A core component of that reimagined Hillel model is finding out what is important to students and meeting them where they are.
“Having grown up with a Jewish dad and non-Jewish mom who were both atheists, I didn’t start learning about my own Judaism until my 20s,” said board chairwoman Kathi Mangel, who grew up in the San Fernando Valley and whose husband and daughter both graduated from Cal State Northridge. “There are a lot of students like that out there, who need a place to go to start learning about their own Judaism.”
Katz said that some students may have minimal Jewish knowledge or background. Hillel 818’s “unbiased pluralistic view” provides students with the opportunity to explore Jewish identity, including studying with an Orthodox rabbi and a female rabbinic intern.
Hillel at Cal State Northridge was founded in 1960, and for over 50 years, Hillel was the Jewish address at that school, Pierce College and Los Angeles Valley College. Hillel was restructured in late 2014, and in April 2015, Katz began his role as executive director for Hillel 818.
When he came to Cal State Northridge, Jonathan Goldenberg wanted to connect to an inclusive Jewish community, explore his own Jewish identity and find student leadership opportunities.
“Hillel 818 did an incredible job addressing both of those points for me,” the alum wrote in an email, crediting Hillel 818’s support with enabling him to serve as the president of CSUN Students for Israel, the pro-Israel student organization on campus. “The institutional and moral support given to me by Hillel 818 allowed me to blossom in my role and truly grow as a person.”
Hillel 818 will finish the 2018 fiscal year with a budget of $600,000, including a $206,830 from Federation. They are also receiving over $100,000 in grants from Hillel International for programming and staff support.
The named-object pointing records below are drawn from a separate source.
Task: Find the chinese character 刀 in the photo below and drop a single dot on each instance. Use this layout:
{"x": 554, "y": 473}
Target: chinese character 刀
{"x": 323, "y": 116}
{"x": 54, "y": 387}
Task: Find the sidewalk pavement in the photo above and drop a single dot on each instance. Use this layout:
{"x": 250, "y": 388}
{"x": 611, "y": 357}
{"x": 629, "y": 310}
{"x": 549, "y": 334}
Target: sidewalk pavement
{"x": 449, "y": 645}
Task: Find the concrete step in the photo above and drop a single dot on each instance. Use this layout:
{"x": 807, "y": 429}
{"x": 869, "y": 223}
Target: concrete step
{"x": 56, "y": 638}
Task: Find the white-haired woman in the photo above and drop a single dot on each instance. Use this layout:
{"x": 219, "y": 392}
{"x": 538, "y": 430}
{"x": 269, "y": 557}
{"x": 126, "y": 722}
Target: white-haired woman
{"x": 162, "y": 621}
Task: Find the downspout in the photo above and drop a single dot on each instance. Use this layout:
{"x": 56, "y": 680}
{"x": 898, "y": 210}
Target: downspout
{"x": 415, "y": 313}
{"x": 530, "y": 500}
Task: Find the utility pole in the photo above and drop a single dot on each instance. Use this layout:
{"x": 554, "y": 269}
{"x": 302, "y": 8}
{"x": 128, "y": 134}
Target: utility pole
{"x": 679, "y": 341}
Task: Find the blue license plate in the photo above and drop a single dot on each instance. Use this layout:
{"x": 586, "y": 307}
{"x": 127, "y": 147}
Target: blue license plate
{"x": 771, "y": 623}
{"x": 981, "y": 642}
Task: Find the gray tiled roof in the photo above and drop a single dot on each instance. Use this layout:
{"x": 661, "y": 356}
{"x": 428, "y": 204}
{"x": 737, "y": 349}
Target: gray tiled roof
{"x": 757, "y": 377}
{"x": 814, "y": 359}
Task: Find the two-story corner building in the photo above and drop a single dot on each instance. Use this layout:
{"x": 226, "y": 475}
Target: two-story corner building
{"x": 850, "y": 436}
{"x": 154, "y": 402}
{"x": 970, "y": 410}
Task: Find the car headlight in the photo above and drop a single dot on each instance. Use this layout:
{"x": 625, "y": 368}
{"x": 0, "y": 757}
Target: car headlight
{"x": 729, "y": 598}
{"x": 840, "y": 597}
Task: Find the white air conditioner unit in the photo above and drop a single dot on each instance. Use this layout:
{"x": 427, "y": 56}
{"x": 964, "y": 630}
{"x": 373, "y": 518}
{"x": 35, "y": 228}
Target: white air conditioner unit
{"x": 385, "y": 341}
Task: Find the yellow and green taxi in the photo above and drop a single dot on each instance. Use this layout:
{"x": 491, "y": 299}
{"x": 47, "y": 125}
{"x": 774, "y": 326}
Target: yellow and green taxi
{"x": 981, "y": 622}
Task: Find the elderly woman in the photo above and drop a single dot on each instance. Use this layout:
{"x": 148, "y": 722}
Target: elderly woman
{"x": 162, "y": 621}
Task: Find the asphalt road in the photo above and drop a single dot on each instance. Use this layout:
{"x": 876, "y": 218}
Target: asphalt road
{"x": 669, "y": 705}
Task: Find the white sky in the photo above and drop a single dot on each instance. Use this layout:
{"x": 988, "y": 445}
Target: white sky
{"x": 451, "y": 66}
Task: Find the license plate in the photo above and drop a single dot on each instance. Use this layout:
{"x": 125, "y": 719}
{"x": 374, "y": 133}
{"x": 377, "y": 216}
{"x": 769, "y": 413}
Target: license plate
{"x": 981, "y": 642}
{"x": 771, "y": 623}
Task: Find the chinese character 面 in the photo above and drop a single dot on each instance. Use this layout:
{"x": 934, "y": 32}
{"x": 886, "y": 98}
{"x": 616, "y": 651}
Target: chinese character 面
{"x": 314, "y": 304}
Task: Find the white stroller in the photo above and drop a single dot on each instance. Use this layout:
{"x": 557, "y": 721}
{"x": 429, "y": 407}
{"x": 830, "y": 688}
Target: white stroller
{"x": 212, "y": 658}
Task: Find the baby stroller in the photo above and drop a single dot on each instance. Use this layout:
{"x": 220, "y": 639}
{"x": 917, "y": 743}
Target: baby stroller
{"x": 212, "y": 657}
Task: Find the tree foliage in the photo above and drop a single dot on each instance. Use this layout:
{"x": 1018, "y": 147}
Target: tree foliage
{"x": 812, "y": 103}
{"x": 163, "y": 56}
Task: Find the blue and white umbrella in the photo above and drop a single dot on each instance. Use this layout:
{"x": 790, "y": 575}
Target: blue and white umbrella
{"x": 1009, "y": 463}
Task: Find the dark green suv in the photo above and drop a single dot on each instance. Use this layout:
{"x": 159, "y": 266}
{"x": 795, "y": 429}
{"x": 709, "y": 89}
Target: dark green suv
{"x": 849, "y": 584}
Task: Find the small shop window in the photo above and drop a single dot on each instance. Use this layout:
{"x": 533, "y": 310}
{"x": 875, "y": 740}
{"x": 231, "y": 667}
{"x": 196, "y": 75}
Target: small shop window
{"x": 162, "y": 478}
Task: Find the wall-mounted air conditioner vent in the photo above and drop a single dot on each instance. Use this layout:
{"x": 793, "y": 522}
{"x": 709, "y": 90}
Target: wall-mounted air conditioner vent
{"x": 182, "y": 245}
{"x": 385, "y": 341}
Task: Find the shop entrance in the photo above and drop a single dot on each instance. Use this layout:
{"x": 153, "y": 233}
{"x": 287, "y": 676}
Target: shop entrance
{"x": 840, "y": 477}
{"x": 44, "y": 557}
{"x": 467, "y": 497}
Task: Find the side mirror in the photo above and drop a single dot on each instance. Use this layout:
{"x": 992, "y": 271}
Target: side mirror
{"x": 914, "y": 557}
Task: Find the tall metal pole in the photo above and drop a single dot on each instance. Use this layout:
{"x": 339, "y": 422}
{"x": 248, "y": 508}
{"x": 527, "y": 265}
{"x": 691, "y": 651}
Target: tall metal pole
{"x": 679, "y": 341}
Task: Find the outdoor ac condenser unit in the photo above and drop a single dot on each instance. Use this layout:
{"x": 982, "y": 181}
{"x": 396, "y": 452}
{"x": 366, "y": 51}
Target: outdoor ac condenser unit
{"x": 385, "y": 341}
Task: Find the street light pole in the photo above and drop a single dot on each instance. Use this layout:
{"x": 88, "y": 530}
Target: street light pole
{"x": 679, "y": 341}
And thanks to Federation and Hillel 818’s community donors, the Hillel building has been refurbished to the tune of $110,000, with renovations of the social hall, kitchen, a prayer space/conference room and a student lounge.
“Students come and study, bake challah, cook Shabbat dinner, do their homework, play PlayStation,” Katz said. “It’s home base where they can park their car, hang out and walk to campus for class. They’ve turned our space into their space.”
“At Hillel 818, there’s something for everybody,” Faramarzi said. “If you like to hike a lot, or like to go bowling, or want a gym buddy, you can find whatever you need within this community. Even if you don’t know what you are looking for, you can find something for you here.”
Sanderson is pleased with what he called a “significantly dramatic increase in engagement” since Federation began its investment in Hillel 818, whose efforts have increased student engagement from 300 in 2015 to more than 1,400 at the close of the 2017-18 academic year. Staffing has also increased, Katz noted, from three to six full-time professionals, and Hillel 818 will likely add two more this year.
Looking ahead, the team is thinking about sustainability, including improvements on the 30-year-old building and a potential future endowment. Alumni identification and engagement will play a huge role.
For Katz, this is about more than today’s campus engagement. Because 98 percent of Hillel 818 students are from, and likely to stay in, the Los Angeles area, “this is an investment in our community. They will make up the future leadership. If we don’t engage them now, we won’t be able to engage them in the future,” he said.
“We’re only scratching the surface of what this Hillel could be.”